👑 19 👑

7.5K 414 10
                                    

Zayn nachylił się nad Niall'em, łącząc ze sobą ich usta. Niall zaskoczony ruchem alfy, w pierwszym momencie znieruchomiał, ale widząc, że nie dzieje się nic złego, oddał pocałunek. Zarzucił swoje ręce na kark Zayna, stając przy tym na palcach. Czuł jak dłonie starszego oplatają go w pasie. Niall czuł się niesamowicie. Był zachwycony delikatnością Zayna i tym, że nie jest gwałtowny. Co raz bardziej ufał alfie.

Pisnął zaskoczony, gdy Zayna wziął go na ręce, odrywając się tym samym od jego ust. Niall wiedział gdzie teraz się kierują i czuł lekki strach z tym związany. Poczuł delikatne pocałunki zostawiane na jego twarzy. Zayn postawił Nialla przed drzwiami komnaty, łapiąc go za rękę. Uśmiechnął się lekko do Zayna, który ponownie wpił się w jego usta. Na oślep weszli do sypialni.

***

Niall czuł się nieswojo będąc sam na sam z alfą. Czuł jego podniecenie i to jak alfa niespokojnie kręci się na łóżku. Niall czuł dziwną chęć pomocy alfie. Jemu samemu było gorąco, a po czole spływały kropelki potu. Odsunął się lekko od Zayna, który przyciągnął go do siebie, sadzając na swoich klanach. Twarz omegi zaczerwieniła się, gdy tylko poczuł erekcje starszego, ocierającą się o tą jego. Niall jęknął, opierając spocone czoło, o tors alfy.

- Dostałeś gorączki kochanie. - Zayn zaciągnął się słodkim zapachem Niall. Pocałunkami zjechał na bladą szyje omegi, pozostawiając na niej czerwone ślady. Jego podniecenie jeszcze bardziej wzrastało, gdy słyszał przy tym ciche jęczenie Nialla. Zerwał z niego górna część szaty i pożądliwym wzrokiem obrysował tors omegi. Rzucił Nialla na łóżko i pochylił się nad nim wpijając się w jego usta. - Zajmę się tobą tak dobrze. - Szepnął w usta omegi, zrywając do końca jej szaty. Zayn nie mógł napatrzeć się na delikatne ciało omegi i to jak wije się z podniecenia. Miał ochotę wejść już w omegę i połączyć się z nią, ale widok zamglonych, lekko przestraszonych oczu Nialla, powstrzymał go.

- Zayn. - Niall jęknął, widząc jak alfa schodzi z łóżka. Omega wciągnęła szybko powietrze widząc nagą alfę.*Czuł, że jeszcze bardziej potrzebuje Zayna. Nie był w stanie o niczym innym myśleć, tylko o nim. - Proszę...

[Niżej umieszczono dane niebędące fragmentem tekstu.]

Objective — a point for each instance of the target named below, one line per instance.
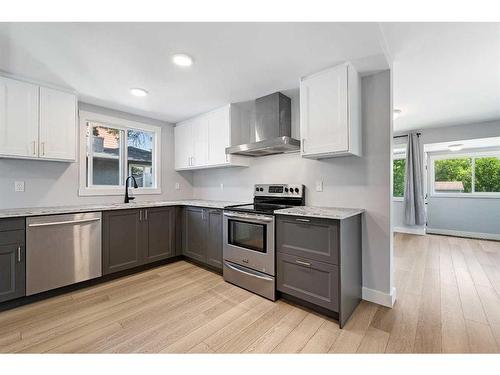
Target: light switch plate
(19, 186)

- Już kruszynko. - Alfa warknęła z podniecenia, widząc wypływając maź z dziurki omegi. Zayn zjechał ustami na uda omegi, obcałowując je. Palce Zayna znalazły się na twardy członku omegi, stymulując go. Niall wygiął się w łuk, jęcząc przy tym. Nie czuł nigdy się tak dobrze, nie wiedział co się z nim dzieje. Chciał jeszcze więcej. Zapłakał z przyjemności, gdy poczuł palce Zayna, poruszające się w jego dziurce. Doszedł na swój brzuch, oddychając szybko.

Zayn dalej rozciągał omegę. Nie mógł przestać patrzeć na niesamowicie podniecający widok. Podniecenie wzrastało w nim z każda chwilą, jeszcze bardziej. Wpił się w usta omegi, ocierając się swoim członkiem o małe udo Nialla. Widział jego zawstydzenie i to go jeszcze bardzie pobudzało.

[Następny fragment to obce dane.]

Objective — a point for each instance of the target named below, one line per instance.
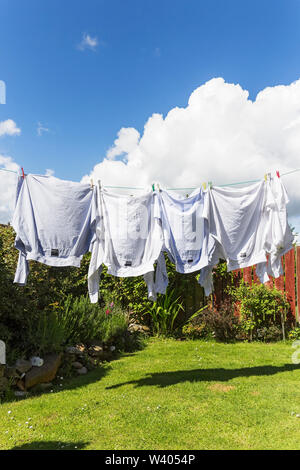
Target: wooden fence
(289, 282)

- Jesteś gotowy słoneczko? - Spytał się dla pewności, wyjmując z niego palce. Uzyskał tylko cichy jęk Nialla i kiwnięcie głową. Delikatnie wsunął się do mokrej dziurki Nialla. Sapnął na uczucie ciasnoty. Ogarnięty przyjemnością zaczął się poruszać, słuchając przy tym jęków Nialla. W głębi serca miał nadzieje, że nie skrzywdził omegi.

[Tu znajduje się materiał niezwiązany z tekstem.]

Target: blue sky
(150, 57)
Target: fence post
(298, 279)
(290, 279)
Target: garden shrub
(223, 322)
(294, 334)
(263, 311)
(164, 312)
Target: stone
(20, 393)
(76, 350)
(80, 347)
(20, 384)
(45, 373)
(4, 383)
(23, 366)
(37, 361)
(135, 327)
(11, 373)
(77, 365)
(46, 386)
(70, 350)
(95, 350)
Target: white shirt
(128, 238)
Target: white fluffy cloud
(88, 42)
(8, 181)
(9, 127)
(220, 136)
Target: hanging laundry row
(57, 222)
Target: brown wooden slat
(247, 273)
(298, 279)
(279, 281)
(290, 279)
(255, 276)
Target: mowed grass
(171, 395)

Niall nie był w stanie opisać, tego co przeżywał w danej chwili. Zajęczał jeszcze głośniej, gdy Zayna zaczął poruszać się szybciej. Usta alfy znalazły się na sutkach omegi, ssąc je i liżąc. Ręce Nialla owinęły się wokoło szyi alfy.

- Taki dobry. - Warknął Zayn do uch Nialla, całując je. Czuł, że zbliża się jego orgazm. - Tylko mój.- Przyśpieszył ruchy, uderzając w czuły punkt omegi. Niall doszedł ponownie na swój brzuch, a razem z nim Zayn, gryząc go w szyję. Oficjalnie zostali połączeni. - Byłeś wspaniały kochanie. - Powiedział Zayn przytulając do siebie omegę.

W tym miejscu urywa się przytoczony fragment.